Publication year - 1990
Publication title -
acta pædiatrica
Language(s) - English
Resource type - Journals
SCImago Journal Rank - 0.772
H-Index - 115
eISSN - 1651-2227
pISSN - 0803-5253
DOI - 10.1111/j.1651-2227.1990.tb11631.x
Subject(s) - medicine , human growth hormone , growth hormone , growth hormone deficiency , hormone , endocrinology
. A total of 309 previously untreated children with growth hormone deficiency (GHD) (219 boys, 90 girls; mean age 8.4 ± 3.9 years, range 1.5‐19 years) were treated for up to 3 years in an ongoing trial designed to examine the long‐term efficacy and safety of biosynthetic somatropin (rhGH). The children were treated with rhGH, 0.06 mg/kg (0.16 IU/kg) three times weekly. In the prepubertal children, the mean height velocity increased during the first year from 3.8 ± 1.8 cm/year to 8.9 ± 2.2 cm/year (n = 188). During the second and third years, their height velocities were 7.1 ± 1.1 (n = 147) and 6.3 ± 1.2 cm/year (n ‐ 64), respectively. The height velocity SDS increased from ‐2.5 ± 1.9 before treatment to 3.1 ± 2.6 during the first year of treatment in the prepubertal children.
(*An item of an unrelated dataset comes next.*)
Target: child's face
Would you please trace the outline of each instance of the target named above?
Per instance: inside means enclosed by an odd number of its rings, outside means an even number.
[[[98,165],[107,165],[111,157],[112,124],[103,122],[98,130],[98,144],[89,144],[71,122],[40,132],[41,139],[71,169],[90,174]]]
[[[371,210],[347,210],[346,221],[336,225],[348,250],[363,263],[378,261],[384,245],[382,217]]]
The mean pretreatment height velociity in those with idiopathic GHD (3.8 ± 1.6 cm/year) did not differ from that in children with organic GHD (3.8 ± 2.3 cm/year). In addition, the height velocities during the first year of therapy did not differ significantly with respect to the aetiology of GHD. For the children who entered puberty during the study, the mean height velocity increased from 3.0 ± 1.7 cm/year before treatment to 8.4 ± 2.3 cm/year during the first year of rhGH therapy. In the first year, the height velocity of children with a bone age of less than 5 years (9.4 ± 2.3 cm/year) was significantly greater than that in children with a bone age of 5‐10 years (8.4 ± 1.8 cm/year) or greater than 10 years (7.8 ± 2.2 cm/year: p = 0.001). However, the increase in height velocity above the pretreatment level did not differ between bone age groups ( p = 0.13). During the study, the height SDS improved from ‐3.4 ± 1.4 before treatment to ‐2.1 ± 1.1 by the end of year 3. At the start of rhGH therapy, only 38 out of 309 (12.3%) children had heights above ‐2 SD, but by the end of the 3 years, 44 out of 99 children (44.4%) had heights above that level. Antibodies to GH were detected in 8 out of 304 children (2.6%), but none of these children showed attenuated growth as a result. The results of this ongoing study confirm that rhGH is a safe and effective therapy in children with GHD.